Carol Ann Duffy – The World’s WifeApril 19th, 2011 by James Staynings
To some she’s a feminist hero, but to others, she’s the reincarnated version of a famous German dictator (minus the moustache). You could almost forget she was a poet if, like me, you didn’t study her at school.
When someone gave me a free copy of ‘The World’s Wife for World Book’ Night, (you’re most welcome – Ed) the first thing I wanted to do was buy a crotch protector. I had this weird idea that as soon as I opened the book, the author’s hand would stretch out of it, wielding a knife and aiming to take out my testicles. Surprisingly, that didn’t happen and even more surprisingly I’ve found a new favourite poet; although I struggled at first to leave my ideology and biases at the door. Despite these preconceived notions of Duffy as a woman likely to declare war against the penis however, I couldn’t deny the wonders and originality of her imagination. This just proves a poet’s skills, like any writer’s, can’t be judged on their politics…even if they do influence the subject matter.
The anthology’s thirty poems, each focus on the plight of wives and women, related or married to certain famous men throughout history, mythology and fiction. Each individual poem has its own quirks and charms, like ‘Mrs Darwin’ which delivers a short burst of humour and skill; to the more rhythm-driven longer pieces like ‘Little Red Cap’. However, others like the sonnet ‘Anne Hathaway’ and the darker poem ‘Salome’ failed to deliver the same sense of intrigue and poetic thought. In terms of rhythm, structure, and her choice of perspective imagery, she is both credible and creative in painting mental pictures that remind me of the works of Sylvia Plath.
What she does differently (and what, perhaps, makes some of her poems different to any others), is the characterisation of her heroines and their male counterparts. They have their own distinct personalities, perhaps not dissimilar to the women in the poetry of Plath and Clark, but unlike the protagonists of those poems, Duffy’s women are more individuals than they are “everywoman”. They are strong, independent women, but at the same time flawed or scorched by the opposite sex and life.
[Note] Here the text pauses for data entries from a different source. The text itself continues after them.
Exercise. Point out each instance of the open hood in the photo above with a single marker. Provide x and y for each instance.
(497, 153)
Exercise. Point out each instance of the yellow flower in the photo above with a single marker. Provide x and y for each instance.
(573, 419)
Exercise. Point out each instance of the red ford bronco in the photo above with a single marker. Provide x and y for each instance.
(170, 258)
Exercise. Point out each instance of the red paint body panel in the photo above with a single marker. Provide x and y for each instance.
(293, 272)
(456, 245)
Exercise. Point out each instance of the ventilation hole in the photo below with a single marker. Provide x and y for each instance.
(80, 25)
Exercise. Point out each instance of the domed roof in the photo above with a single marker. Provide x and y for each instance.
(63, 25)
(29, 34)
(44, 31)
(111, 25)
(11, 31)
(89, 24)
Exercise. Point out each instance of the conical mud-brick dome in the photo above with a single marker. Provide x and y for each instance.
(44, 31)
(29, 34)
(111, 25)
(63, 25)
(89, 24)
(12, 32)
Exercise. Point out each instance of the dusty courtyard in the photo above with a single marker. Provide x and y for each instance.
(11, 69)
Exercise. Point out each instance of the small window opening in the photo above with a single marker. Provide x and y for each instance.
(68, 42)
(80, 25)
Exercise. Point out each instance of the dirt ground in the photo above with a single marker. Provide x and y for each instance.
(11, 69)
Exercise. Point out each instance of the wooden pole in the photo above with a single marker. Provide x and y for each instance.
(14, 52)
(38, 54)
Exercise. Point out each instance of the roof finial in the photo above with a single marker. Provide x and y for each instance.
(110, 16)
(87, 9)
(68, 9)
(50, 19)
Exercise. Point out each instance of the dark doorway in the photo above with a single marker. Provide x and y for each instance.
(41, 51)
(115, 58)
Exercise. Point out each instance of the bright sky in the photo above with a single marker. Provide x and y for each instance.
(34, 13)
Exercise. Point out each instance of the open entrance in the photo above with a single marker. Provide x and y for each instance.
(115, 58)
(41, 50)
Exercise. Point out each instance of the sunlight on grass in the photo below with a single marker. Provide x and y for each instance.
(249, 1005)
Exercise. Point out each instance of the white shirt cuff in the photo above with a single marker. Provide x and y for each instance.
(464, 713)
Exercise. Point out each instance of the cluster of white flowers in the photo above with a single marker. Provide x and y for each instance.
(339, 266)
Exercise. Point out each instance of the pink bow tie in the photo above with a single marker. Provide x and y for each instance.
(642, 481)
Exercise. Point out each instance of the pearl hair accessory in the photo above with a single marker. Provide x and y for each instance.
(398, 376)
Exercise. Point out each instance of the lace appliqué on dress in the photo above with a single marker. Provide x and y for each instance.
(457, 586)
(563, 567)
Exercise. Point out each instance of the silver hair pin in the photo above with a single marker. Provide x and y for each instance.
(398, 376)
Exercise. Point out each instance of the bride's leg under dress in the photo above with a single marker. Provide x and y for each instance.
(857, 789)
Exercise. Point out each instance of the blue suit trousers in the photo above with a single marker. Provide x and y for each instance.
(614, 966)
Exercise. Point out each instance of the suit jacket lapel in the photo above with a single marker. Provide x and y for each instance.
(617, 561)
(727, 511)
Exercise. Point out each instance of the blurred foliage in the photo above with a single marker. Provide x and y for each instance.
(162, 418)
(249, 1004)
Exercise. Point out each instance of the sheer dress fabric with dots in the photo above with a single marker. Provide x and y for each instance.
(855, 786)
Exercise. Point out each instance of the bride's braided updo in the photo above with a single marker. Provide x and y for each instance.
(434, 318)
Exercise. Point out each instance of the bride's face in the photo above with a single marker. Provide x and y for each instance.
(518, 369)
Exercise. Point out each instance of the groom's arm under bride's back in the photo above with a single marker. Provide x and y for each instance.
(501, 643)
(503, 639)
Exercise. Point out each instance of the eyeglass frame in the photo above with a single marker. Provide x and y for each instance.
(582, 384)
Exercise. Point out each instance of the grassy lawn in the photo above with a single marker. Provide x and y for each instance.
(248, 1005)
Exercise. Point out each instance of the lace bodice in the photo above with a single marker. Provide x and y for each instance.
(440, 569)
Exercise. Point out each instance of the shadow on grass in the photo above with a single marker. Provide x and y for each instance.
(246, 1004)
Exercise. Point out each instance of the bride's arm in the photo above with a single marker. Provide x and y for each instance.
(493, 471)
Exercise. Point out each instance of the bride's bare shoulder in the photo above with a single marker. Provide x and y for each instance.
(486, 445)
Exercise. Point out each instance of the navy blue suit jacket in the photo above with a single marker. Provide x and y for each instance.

I can’t say I was fully able to put my gender biases and political opinions aside. At times male readers might feel like they are being subtlety kicked in the gonads because they are constantly reminded of how imperfect men can be, through Duffy’s ability to humorously showcase the worst of mankind. I would like to remind Duffy and other feminists that there are good men out there and women can suffer from the same vices as men, but she does seem aware of this. In poems like ‘Little-Red Cap’, for example, which shows men as animalistic and a predatory, the woman is fully aware of it and enjoys his company. Poems like ‘Mrs Beast’, however, seem to tell women the best way to control their men is to physically and emotionally abuse them; although that might just be an ironic use of her source.
Overall, whether intentionally or not, gender politics will be present to both male and female readers. Whatever Duffy believes about men and women, readers shouldn’t let it affect how they feel about her undeniable skill as a poet.